Sin embargo, tan pronto como la punta del dispositivo tocó el anillo, un ruido ensordecedor salió del dispositivo que al final comenzó a mostrar error, ya que no pudo detectar la gema.
«¿Hmm?
Extraño.
Debería poder reconocer cada gema que ha sido descubierta y registrada.
¿Podría ser que esta gema no esté descubierta?
En ese caso, ¿no valdría mucho…?»
Pensó el Gerente, con la codicia en su rostro más allá de algo que pudiera esconderse.
—Ejem, parece una gema muy inútil.
Apenas vale algo, pero como tienes una necesidad urgente, te ayudaré esta vez.

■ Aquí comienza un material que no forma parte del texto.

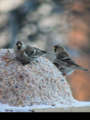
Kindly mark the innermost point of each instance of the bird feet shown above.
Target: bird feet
(64, 74)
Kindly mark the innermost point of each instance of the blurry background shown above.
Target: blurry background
(45, 23)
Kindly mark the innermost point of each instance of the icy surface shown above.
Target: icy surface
(38, 84)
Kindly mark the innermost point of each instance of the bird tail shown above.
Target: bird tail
(48, 53)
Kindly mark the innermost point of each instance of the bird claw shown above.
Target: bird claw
(64, 74)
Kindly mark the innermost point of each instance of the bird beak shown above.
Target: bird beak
(19, 44)
(54, 48)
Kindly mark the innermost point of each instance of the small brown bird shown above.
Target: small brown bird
(27, 54)
(63, 61)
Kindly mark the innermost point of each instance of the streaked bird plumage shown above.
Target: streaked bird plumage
(63, 61)
(27, 54)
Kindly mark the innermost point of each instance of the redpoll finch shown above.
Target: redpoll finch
(27, 54)
(63, 61)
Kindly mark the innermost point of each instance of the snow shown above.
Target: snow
(38, 85)
(7, 108)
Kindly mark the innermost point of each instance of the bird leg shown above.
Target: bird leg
(64, 74)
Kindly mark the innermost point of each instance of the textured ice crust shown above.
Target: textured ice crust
(40, 83)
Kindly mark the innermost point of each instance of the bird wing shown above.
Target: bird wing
(34, 52)
(68, 61)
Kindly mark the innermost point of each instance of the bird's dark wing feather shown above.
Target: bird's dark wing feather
(69, 61)
(29, 51)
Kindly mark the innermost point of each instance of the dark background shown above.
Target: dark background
(45, 23)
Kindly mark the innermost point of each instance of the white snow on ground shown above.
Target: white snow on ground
(7, 108)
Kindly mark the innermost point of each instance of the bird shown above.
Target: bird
(27, 54)
(64, 62)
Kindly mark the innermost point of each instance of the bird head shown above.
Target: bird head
(20, 45)
(58, 49)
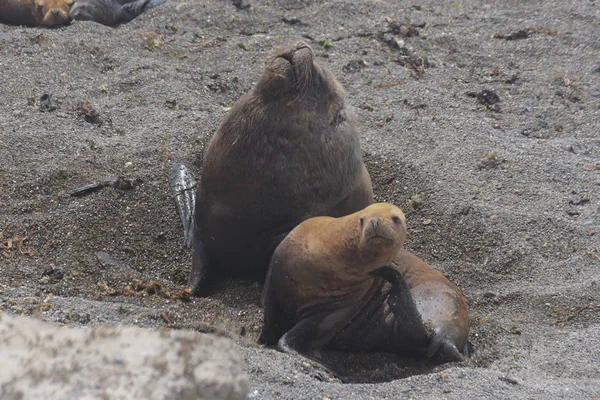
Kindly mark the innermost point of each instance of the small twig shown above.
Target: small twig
(164, 316)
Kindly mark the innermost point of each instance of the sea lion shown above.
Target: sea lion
(327, 288)
(288, 150)
(111, 12)
(47, 13)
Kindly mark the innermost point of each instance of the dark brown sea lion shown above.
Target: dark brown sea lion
(288, 150)
(111, 12)
(48, 13)
(326, 288)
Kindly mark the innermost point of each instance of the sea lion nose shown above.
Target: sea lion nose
(301, 45)
(375, 221)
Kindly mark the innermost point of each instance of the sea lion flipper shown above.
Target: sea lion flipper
(442, 349)
(198, 277)
(182, 182)
(410, 324)
(131, 10)
(275, 324)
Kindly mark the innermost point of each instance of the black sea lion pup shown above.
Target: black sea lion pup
(48, 13)
(111, 12)
(440, 303)
(288, 150)
(325, 289)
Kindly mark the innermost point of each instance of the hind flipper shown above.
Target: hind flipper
(442, 350)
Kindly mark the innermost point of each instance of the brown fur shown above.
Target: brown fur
(48, 13)
(288, 150)
(321, 292)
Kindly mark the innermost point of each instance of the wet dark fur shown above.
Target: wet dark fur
(287, 151)
(111, 12)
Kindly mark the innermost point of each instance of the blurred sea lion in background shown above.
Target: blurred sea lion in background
(111, 12)
(288, 150)
(47, 13)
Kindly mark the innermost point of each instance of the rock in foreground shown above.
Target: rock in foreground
(45, 361)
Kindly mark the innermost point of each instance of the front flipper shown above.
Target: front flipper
(410, 325)
(199, 276)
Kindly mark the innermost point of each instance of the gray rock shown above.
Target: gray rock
(43, 361)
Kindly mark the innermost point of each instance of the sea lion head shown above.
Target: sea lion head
(294, 76)
(382, 232)
(53, 12)
(85, 10)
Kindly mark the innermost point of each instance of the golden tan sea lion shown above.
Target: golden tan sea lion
(327, 288)
(288, 150)
(48, 13)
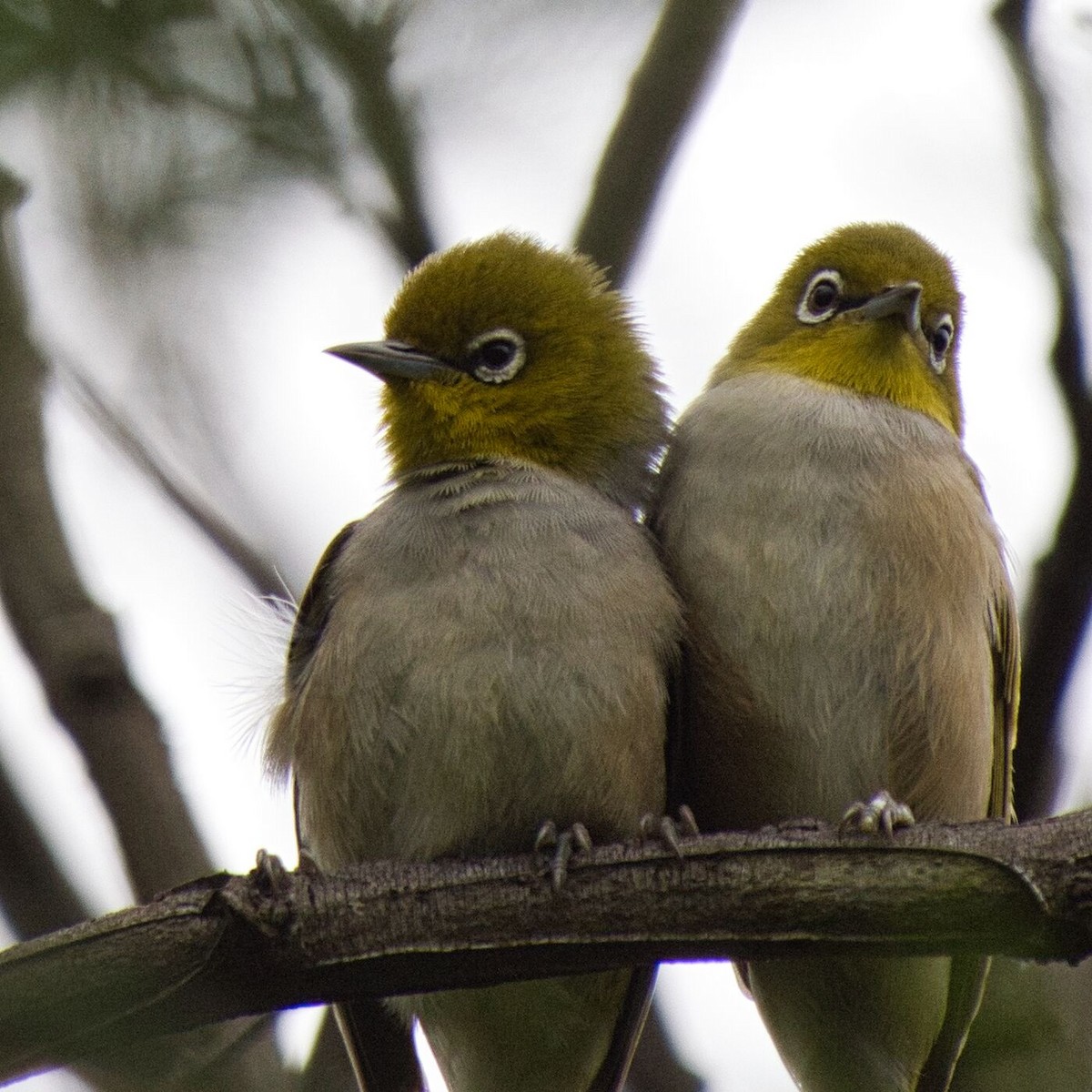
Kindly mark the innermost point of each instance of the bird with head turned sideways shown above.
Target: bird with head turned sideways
(851, 647)
(487, 652)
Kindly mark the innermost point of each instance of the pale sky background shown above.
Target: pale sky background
(824, 112)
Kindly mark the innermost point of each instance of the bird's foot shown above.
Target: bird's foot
(883, 814)
(670, 831)
(561, 845)
(270, 874)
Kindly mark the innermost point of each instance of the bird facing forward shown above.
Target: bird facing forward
(850, 626)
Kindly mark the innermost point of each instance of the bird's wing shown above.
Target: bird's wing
(379, 1046)
(314, 611)
(634, 1010)
(1005, 642)
(966, 981)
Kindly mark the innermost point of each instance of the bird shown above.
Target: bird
(851, 648)
(484, 658)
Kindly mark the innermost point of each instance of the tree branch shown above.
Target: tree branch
(363, 52)
(228, 945)
(663, 93)
(1057, 610)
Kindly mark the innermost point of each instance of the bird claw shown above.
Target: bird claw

Pero como dije, este anillo no vale cincuenta mil créditos.
Así que si realmente quieres ese préstamo, tendré que cobrarte una tasa de interés realmente alta además del anillo.
—¿C-cuánto de alta?
—preguntó Leo.
—¡Cincuenta por ciento de interés cada hora!
¡Y es incremental!
—dijo el Gerente sin la menor vacilación.
En sus ojos, Leo era un tonto que no conocía el valor de este anillo.
Si podía tomar este anillo como garantía para el banco con una alta tasa de interés, este tonto nunca volvería a tomar la garantía ya que el interés e incluso el préstamo estarían más allá del valor de este anillo en sus ojos.
De esa manera, la Sucursal Zebrodia podría legalmente poseer este anillo, y si le decía esto a los superiores, ¡incluso podría ser promovido!
Ya estaba contando el dinero y el incremento que obtendría con su promoción.
—Entonces, ¿quieres el préstamo?
¿O quieres que tu empleado muera?
—exclamó, tratando de asustar a Leo aún más.
—¡Q-quiero el préstamo!
Si puedo salvar su vida, haré cualquier cosa —exclamó Leo después de dudar por mucho tiempo, mientras firmaba los documentos con tasas de interés absurdamente altas.
Y así, el trato fue completado.
El Gerente se quedó riendo solo en su habitación, jugando con el anillo.
Personalmente fue a guardar el anillo en el tesoro con otros objetos valiosos.
Mientras tanto, había otra persona que sonreía mientras salía de la Sucursal Zebrodia.